DSSRC Administrative Closure #285

The Direct Selling Self-Regulatory Council (DSSRC) contacted a direct selling company (“Company”) regarding nine earnings claims and one product performance claim disseminated on Facebook by Company salesforce members.

DSSRC expressed concern that the earnings claims included representations that prospective salesforce members could earn unlimited levels of income and achieve financial freedom. Additionally, DSSRC expressed concern that the product performance claim included a representation that the Company’s product could treat serious health-related conditions including cancer, cholesterol, and diabetes.

Following commencement of the inquiry, the Company took prompt action to address the social media posts. The Company was successful in removing or significantly modifying all ten posts identified by DSSRC. The Company further informed DSSRC that it would be conducting a compliance training for its salesforce members.

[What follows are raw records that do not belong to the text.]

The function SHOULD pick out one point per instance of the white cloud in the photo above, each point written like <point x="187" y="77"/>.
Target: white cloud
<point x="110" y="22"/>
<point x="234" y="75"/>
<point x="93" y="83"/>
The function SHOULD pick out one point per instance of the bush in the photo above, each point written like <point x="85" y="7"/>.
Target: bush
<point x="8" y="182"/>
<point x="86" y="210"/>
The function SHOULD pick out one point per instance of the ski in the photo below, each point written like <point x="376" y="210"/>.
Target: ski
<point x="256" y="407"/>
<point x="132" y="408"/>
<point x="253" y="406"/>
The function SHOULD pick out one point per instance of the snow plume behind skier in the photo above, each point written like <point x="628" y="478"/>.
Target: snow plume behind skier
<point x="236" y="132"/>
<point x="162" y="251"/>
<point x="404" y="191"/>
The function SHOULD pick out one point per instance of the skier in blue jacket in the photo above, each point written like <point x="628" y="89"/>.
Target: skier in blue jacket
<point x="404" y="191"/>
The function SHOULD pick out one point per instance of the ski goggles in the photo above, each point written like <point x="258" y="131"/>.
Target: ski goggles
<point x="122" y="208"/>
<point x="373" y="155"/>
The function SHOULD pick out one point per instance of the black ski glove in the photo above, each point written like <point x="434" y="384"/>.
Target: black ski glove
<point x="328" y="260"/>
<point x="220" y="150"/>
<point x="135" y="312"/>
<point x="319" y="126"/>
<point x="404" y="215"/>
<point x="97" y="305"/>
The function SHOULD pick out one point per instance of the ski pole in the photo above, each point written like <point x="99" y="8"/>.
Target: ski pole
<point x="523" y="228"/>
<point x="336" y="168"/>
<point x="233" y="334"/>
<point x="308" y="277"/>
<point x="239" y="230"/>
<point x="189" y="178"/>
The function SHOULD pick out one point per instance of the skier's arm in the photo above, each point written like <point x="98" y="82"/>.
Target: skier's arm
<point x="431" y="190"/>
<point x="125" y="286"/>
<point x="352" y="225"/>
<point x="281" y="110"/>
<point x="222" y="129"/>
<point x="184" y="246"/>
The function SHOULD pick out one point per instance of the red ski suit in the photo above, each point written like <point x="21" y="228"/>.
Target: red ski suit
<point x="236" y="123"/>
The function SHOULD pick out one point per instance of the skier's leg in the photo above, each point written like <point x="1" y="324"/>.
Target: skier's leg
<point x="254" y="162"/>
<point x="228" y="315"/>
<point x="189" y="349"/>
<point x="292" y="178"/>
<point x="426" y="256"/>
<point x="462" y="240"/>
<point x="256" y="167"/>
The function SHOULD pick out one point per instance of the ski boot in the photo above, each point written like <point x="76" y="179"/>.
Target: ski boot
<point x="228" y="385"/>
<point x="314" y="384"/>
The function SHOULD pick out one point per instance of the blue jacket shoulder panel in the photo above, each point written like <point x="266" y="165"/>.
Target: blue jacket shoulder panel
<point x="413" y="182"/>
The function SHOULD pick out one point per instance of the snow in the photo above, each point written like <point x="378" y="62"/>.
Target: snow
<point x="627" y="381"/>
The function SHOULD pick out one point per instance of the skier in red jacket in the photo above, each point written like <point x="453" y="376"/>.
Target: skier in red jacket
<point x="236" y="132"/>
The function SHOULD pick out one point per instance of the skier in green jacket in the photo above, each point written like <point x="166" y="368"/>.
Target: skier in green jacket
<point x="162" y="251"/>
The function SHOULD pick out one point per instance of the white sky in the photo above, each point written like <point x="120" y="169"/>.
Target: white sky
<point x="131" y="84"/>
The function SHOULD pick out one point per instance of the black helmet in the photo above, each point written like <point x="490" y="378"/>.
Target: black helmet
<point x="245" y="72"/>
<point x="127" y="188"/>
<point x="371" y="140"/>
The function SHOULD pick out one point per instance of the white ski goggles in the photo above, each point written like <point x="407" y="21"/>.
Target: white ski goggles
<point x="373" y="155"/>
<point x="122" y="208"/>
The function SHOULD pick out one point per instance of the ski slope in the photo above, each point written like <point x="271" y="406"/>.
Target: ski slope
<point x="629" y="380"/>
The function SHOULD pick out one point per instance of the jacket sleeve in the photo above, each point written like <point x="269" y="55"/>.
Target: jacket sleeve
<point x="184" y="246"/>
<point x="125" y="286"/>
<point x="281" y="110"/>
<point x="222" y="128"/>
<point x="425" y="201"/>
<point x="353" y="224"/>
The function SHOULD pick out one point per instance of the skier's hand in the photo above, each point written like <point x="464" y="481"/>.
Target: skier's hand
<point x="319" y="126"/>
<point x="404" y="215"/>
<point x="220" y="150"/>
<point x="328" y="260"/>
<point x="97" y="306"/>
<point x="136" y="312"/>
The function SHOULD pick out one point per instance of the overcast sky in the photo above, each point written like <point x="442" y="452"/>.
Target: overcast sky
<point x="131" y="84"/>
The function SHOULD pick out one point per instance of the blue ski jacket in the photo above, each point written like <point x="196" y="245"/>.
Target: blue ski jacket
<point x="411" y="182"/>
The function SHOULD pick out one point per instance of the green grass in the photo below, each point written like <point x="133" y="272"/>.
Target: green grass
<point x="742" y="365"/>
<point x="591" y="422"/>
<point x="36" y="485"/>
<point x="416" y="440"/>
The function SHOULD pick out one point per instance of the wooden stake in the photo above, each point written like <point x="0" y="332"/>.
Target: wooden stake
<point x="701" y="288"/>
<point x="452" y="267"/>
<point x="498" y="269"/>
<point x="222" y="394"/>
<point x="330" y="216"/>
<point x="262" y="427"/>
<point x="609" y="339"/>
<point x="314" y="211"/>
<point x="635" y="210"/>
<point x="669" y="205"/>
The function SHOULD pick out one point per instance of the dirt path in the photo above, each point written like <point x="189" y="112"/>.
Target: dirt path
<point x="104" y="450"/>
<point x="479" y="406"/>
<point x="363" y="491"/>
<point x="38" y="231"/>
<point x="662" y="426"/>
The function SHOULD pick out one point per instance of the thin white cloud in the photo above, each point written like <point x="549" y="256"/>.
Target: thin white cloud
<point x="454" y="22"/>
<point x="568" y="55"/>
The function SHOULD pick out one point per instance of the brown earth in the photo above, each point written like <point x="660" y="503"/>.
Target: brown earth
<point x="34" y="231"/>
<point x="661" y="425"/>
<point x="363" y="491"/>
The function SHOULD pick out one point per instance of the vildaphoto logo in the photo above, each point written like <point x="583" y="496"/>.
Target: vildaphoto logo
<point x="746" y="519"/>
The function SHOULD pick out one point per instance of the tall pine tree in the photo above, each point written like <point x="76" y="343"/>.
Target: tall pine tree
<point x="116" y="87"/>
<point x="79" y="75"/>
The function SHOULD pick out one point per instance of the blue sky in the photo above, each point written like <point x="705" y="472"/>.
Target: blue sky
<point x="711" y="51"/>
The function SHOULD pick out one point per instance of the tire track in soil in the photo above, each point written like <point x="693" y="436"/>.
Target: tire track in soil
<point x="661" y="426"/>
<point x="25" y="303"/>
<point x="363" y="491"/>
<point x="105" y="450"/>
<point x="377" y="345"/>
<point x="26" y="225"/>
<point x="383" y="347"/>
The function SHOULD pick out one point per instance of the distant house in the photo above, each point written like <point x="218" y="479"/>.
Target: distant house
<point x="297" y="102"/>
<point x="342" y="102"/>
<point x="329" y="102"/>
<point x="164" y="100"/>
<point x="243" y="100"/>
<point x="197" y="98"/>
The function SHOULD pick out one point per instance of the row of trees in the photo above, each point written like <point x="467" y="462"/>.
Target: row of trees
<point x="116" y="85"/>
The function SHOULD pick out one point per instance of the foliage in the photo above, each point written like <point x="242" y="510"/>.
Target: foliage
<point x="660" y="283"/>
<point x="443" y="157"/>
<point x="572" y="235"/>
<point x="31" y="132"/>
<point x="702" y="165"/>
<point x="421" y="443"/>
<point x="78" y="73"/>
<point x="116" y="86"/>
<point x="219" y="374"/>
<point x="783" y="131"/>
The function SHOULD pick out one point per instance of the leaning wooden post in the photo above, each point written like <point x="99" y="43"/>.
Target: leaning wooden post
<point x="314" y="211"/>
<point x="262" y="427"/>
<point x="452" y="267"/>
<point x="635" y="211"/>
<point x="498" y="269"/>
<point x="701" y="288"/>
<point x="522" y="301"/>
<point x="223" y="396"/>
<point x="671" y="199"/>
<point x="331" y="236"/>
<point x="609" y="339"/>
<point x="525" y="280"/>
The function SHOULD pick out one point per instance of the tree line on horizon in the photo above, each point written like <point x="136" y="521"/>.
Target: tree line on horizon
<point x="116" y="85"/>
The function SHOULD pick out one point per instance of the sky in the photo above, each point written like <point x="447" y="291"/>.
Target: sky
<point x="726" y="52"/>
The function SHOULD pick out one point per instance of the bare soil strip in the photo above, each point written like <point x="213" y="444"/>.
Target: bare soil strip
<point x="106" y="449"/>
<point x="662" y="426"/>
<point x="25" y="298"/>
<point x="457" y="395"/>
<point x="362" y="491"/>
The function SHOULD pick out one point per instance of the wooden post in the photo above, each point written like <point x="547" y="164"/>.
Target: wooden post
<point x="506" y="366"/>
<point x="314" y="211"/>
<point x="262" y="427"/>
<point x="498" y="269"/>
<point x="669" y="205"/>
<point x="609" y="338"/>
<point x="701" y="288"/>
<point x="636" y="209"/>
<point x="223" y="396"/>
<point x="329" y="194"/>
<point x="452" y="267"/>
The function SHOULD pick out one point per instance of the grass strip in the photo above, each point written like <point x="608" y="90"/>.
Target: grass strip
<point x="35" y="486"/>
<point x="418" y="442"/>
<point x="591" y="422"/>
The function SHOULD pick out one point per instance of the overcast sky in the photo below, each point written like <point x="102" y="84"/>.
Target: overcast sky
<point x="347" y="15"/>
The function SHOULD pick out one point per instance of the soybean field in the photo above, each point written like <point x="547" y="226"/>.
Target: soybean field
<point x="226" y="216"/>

DSSRC agreed that the Company’s actions were necessary and appropriate. Section 6 of the DSSRC’s Guidance on Earnings Claims for the Direct Selling Industry states that some words and phrases are prohibited when made to a general audience of prospective or current salesforce members. Such words and phrases include “residual income,” “unlimited income,” “full-time income,” “replacement income,” “quit your job,” or any substantially similar statements or representations. It is further noted in this section of the DSSRC Guidance that some words or phrases carry a particularly high risk of being misleading to consumers when communicated in a general context. Such words and phrases include the term “financial freedom.”

With respect to product performance claims, DSSRC has noted in past cases that health-related claims must be supported by competent and reliable scientific evidence. Though the FTC expects that advertisers have a reasonable basis for all product claims, the standard of substantiation for health claims is particularly rigorous. The FTC has defined the health claim substantiation standard as requiring “competent and reliable scientific evidence” in the form of “tests, analyses, research, or studies that (1) have been conducted and evaluated in an objective manner by experts in the relevant disease, condition, or function to which the representation relates; and (2) are generally accepted in the profession to yield accurate and reliable results.”

Based upon the Company’s bona fide, good faith efforts to remove or significantly modify the claims at issue, the inquiry was administratively closed.